Mas se Kasich salvou a face no Ohio – somou a sua primeira vitória, na 32.ª votação destas primárias republicanas -, Rubio não conseguiu fazer o mesmo no seu estado natal. Ainda não se sabiam os números finais – os mesmo eleitores que o enviaram para Washington como representante do estado no Senado deixaram-no a 18,7% do vencedor – e Rubio já anunciava a sua desistência da corrida.
“Estamos a meio de uma tempestade política, de um tsunami que devíamos ter conseguido antecipar. As pessoas estão zangadas e muito frustradas”, disse o homem que em 2010 viu a sua eleição para o senado ser noticiada como a chegada a Washington do “primeiro senador do Tea Party” e agora sai da corrida presidencial como o último derrotado do aparelho republicano.

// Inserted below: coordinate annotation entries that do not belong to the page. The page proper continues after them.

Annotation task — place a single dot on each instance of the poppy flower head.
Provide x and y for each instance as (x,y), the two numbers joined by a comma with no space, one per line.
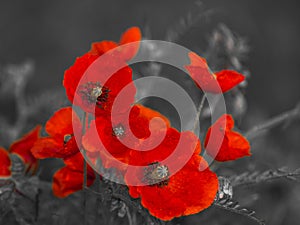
(61,142)
(94,93)
(23,147)
(69,179)
(115,138)
(208,81)
(226,144)
(94,84)
(96,78)
(175,195)
(156,174)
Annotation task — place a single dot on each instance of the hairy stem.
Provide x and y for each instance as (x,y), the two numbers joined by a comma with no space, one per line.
(200,107)
(84,185)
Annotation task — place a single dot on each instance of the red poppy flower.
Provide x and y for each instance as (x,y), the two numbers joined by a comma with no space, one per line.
(113,133)
(218,82)
(168,194)
(69,179)
(23,147)
(226,144)
(132,35)
(5,164)
(94,84)
(61,142)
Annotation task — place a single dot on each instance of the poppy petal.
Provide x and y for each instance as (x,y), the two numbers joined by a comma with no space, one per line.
(226,144)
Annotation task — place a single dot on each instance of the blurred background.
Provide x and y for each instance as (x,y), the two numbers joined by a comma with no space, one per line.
(53,33)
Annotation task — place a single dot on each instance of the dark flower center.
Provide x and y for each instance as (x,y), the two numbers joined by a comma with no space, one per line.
(156,174)
(118,131)
(93,92)
(67,138)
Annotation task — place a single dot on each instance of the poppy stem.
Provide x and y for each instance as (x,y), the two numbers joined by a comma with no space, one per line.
(284,117)
(200,107)
(84,173)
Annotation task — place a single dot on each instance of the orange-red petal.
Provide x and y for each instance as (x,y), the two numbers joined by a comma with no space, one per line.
(99,48)
(69,179)
(226,144)
(61,143)
(218,82)
(63,122)
(189,191)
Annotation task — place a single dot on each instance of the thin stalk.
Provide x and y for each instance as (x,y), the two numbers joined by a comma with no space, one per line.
(200,107)
(286,116)
(84,185)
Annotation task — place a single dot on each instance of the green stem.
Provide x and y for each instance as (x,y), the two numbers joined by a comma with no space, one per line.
(84,185)
(200,107)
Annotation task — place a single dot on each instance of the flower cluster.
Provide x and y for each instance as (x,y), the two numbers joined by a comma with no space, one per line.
(138,142)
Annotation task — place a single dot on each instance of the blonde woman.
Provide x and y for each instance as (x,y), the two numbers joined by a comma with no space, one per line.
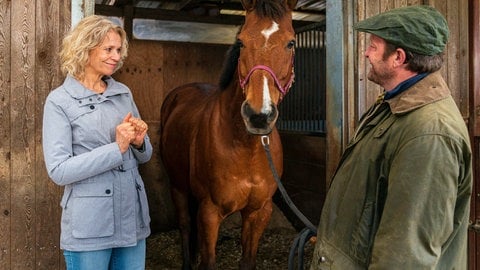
(93,141)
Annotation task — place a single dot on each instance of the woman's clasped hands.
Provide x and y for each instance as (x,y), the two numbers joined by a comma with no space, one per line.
(132,130)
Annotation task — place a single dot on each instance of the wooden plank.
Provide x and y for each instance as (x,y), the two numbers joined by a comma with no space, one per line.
(143,73)
(5,154)
(47,77)
(474,124)
(23,134)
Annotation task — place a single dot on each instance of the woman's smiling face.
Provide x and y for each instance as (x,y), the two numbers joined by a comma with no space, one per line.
(104,58)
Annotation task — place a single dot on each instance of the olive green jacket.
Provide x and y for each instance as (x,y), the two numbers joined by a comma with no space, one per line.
(400,197)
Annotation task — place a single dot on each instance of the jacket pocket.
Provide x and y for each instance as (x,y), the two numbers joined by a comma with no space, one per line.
(144,219)
(92,210)
(361,236)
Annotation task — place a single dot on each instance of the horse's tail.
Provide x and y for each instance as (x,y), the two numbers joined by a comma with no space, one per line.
(193,209)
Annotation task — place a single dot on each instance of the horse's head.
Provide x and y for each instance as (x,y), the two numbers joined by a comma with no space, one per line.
(265,64)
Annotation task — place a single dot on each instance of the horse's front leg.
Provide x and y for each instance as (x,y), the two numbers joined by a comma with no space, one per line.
(181,202)
(209,221)
(254,223)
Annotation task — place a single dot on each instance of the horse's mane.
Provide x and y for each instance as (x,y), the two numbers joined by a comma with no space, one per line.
(273,9)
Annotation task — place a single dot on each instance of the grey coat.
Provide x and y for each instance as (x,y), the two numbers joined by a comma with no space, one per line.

“Tudo começou em 2007/08, com uma queda horrível da economia”, lembrou Rubio ao reconhecer que as pessoas “estão fartas de ouvir os autoproclamados líderes dizer-lhes que não sabem do que falam e deviam ouvir as chamadas pessoas inteligentes”. Nick Larossi, um angariador de fundos da campanha de Rubio, foi mais explícito em declarações ao International Business Times: “O que é frustrante é que Rubio sempre tentou trabalhar fora da caixa, nunca foi um homem do aparelho”.

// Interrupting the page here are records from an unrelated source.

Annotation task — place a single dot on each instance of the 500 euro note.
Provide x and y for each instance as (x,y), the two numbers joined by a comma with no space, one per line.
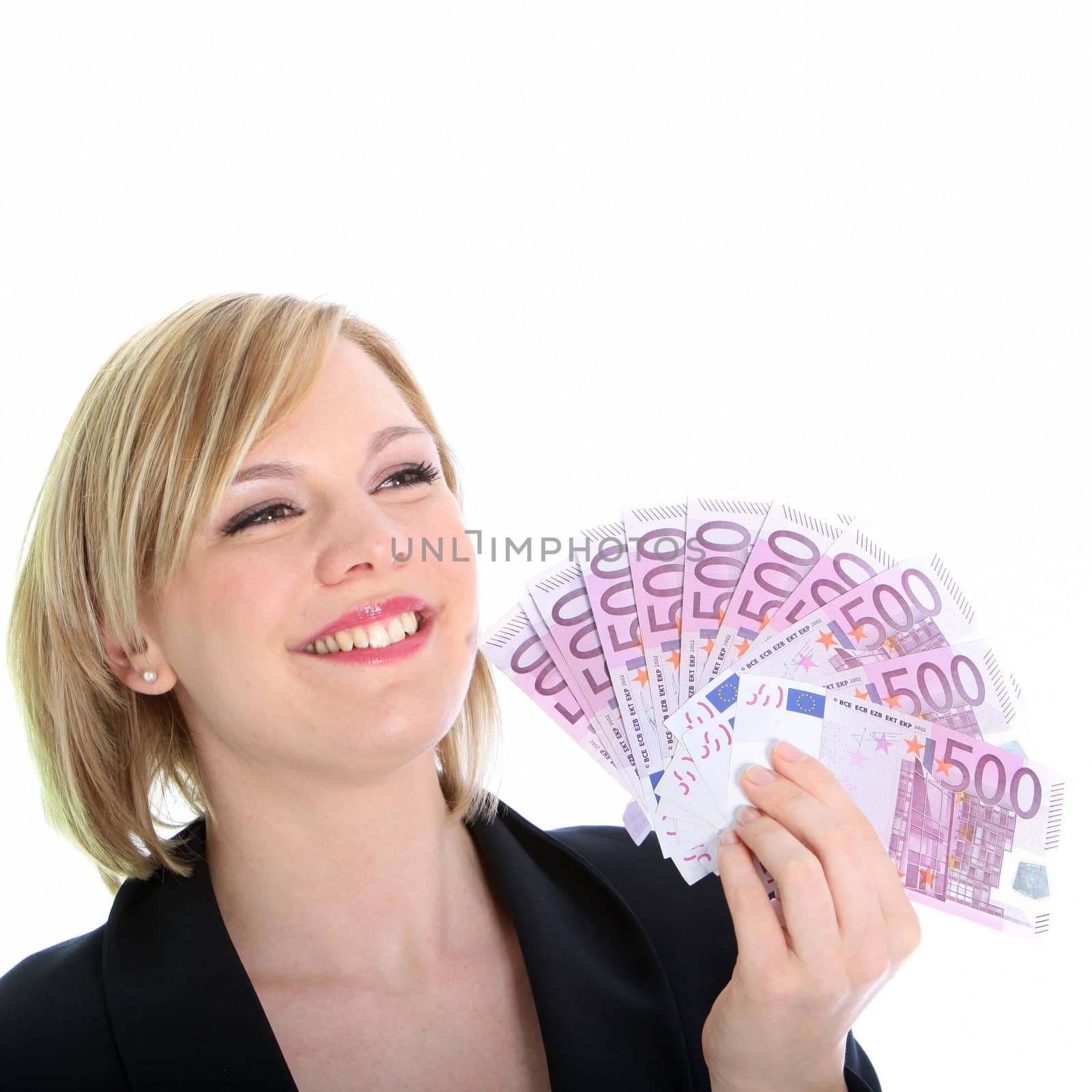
(852,558)
(655,538)
(609,590)
(789,545)
(720,535)
(970,827)
(911,607)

Ou seja, no outro lado do Atlântico a vida está boa é fora da caixa. E Rubio seria o candidato antissistema se não existisse Donald Trump. E, já agora, Ted Cruz, que sendo ainda mais colado à ala radical Tea Party conseguiu assumir-se como única alternativa viável à nomeação do polémico magnata.

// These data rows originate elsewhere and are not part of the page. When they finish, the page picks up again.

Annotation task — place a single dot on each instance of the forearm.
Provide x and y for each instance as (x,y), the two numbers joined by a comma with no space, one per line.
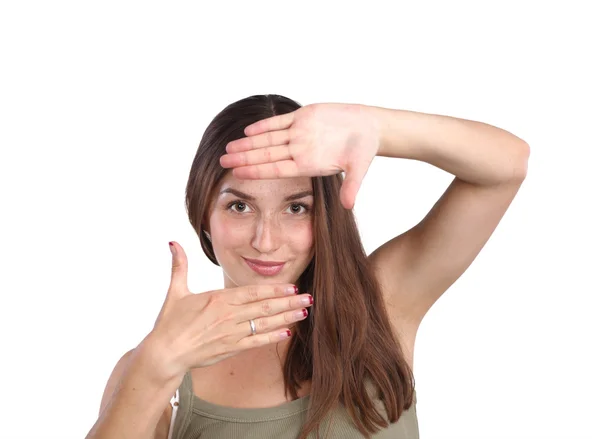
(473,151)
(137,403)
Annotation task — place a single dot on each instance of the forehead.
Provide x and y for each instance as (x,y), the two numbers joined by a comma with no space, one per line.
(266,188)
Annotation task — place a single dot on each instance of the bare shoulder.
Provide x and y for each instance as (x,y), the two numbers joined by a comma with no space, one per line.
(404,323)
(162,428)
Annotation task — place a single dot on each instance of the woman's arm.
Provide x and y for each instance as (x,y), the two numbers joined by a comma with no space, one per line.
(489,163)
(135,404)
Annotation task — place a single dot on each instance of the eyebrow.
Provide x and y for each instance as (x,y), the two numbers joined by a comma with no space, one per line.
(251,198)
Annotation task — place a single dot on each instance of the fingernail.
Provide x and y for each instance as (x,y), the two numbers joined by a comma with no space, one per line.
(285,334)
(291,290)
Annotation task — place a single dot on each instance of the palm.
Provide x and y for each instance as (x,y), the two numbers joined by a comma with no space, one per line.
(315,140)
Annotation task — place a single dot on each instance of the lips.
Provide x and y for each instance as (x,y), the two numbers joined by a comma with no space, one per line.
(265,268)
(265,263)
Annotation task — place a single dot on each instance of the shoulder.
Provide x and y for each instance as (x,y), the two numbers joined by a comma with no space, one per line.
(164,422)
(405,323)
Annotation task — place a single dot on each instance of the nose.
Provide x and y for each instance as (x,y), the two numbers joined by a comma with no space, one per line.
(266,235)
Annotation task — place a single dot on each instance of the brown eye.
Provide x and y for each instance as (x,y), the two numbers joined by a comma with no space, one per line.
(238,206)
(297,208)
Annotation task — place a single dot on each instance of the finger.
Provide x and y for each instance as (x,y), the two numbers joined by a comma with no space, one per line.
(179,271)
(263,140)
(256,293)
(265,309)
(352,183)
(282,169)
(259,156)
(280,122)
(254,341)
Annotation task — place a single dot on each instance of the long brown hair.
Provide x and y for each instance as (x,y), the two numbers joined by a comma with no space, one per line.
(347,337)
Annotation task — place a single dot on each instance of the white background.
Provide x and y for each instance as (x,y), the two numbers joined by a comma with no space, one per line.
(102,108)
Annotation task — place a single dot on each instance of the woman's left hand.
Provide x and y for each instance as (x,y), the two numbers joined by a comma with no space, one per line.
(315,140)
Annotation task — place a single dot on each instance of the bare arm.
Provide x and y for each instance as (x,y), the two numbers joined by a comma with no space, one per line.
(135,404)
(489,164)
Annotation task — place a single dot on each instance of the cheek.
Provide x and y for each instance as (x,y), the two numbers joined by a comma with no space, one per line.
(228,232)
(300,236)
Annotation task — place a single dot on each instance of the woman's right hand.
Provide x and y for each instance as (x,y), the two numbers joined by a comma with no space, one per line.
(198,330)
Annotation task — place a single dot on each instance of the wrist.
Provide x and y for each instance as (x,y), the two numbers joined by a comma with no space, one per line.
(394,129)
(154,358)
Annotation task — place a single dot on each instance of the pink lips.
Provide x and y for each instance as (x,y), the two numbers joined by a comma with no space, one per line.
(265,268)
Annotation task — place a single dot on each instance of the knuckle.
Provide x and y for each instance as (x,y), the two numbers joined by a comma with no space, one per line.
(266,308)
(253,293)
(262,325)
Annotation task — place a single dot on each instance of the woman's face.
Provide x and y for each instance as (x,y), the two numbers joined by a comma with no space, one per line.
(266,220)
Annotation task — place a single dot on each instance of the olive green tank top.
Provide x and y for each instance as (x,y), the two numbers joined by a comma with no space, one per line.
(196,418)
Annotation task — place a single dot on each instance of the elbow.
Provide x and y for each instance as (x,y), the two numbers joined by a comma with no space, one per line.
(520,162)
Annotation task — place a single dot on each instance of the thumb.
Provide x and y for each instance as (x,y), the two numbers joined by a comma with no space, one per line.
(178,287)
(351,185)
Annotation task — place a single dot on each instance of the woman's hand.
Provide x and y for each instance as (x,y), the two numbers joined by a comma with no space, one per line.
(198,330)
(315,140)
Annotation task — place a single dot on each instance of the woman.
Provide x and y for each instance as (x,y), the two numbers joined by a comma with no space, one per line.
(266,197)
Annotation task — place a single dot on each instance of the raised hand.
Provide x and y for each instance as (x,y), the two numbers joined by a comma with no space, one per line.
(315,140)
(198,330)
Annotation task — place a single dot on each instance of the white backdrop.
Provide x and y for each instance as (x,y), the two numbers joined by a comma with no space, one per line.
(102,108)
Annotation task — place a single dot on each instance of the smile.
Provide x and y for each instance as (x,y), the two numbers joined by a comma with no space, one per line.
(265,268)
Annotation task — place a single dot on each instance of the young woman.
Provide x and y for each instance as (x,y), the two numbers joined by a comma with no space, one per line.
(267,199)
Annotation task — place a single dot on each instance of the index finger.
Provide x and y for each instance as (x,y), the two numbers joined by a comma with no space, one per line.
(280,122)
(255,293)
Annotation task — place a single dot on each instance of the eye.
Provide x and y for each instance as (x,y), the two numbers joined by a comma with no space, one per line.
(237,204)
(297,208)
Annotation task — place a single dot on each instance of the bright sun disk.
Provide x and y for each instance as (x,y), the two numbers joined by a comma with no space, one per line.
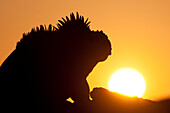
(128,82)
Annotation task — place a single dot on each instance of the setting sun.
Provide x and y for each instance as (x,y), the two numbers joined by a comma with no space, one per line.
(128,82)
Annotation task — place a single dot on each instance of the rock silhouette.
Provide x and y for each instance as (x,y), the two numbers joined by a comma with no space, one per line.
(51,64)
(105,101)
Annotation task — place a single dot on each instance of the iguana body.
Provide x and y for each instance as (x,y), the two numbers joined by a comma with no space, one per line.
(51,64)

Democratas sem alternativas E não se pense que esse sentimento é exclusivo do eleitorado republicano. Ao se apresentar à corrida como um “socialista democrata”, Bernie Sanders estaria “morto” logo à partida, não fosse o cansaço dos eleitores faces aos aparelhos dos dois únicos partidos do país – como lembrou na semana passada o embaixador norte-americano em Lisboa, Robert Sherman, qualquer compatriota seu com uma certa idade ouve socialista e escuta comunista.
Mas o senador não só não morreu como conseguiu manter uma disputa renhida até à super-terça feira com que se iniciou o mês de março. E mesmo após a cinco derrotas desta terça-feira – a do Missouri foi apenas por 0,2% e Sanders até ficou com mais um delegado, por ter vencido mais um condado -, mantém-se a uma distância de Hillary Clinton pouco superior à que separa Trump de Cruz.
O problema é que o Partido Democrata defende-se melhor dos antissistema e Hillary conta com o apoio já anunciado de 467 superdelegados – democratas eleitos para cargos estaduais ou federais. Gente do aparelho, mais ligada a uma ex-primeira-dama do que a um senador radical do remoto estado do Vermont – Sanders soma apenas 26 desses delegados.
A ironia é que o eleitorado mais radicalizado da história recente dos EUA acabará por escolher para candidatos duas figuras que há décadas fazem parte do dia-a-dia do país, um enquanto popstar do mundo empresarial e outra na própria vida política. Tão vasta é a sua trajetória pública que em muitos casos chega a ser comum, como mostra a presença do casal Clinton no terceiro casamento de Trump, em 2005.
As generosas doações de Trump às campanhas eleitorais do casal Clinton já foram muito debatidas na disputa republicana, mas para a campanha presidencial esperam-se muitas idas ao baú das recordações. Para se descobrirem coisas como a opinião de Trump sobre as primárias democratas de 2008, em que Hillary enfrentava Barack Obama: “Conheço Hillary e sei que seria uma grande presidente ou vice-presidente”, escreveu o agora candidato no seu blogue no sítio trumpuniversity.com. Agora a conversa é outra – Hillary diz que o antigo amigo é uma “ferramenta de recrutamento do Estado Islâmico”, o magnata ataca-a com os casos extraconjugais do marido e faz anúncios com ela a ladrar. E a coisa promete piorar até à tal terça-feira de novembro.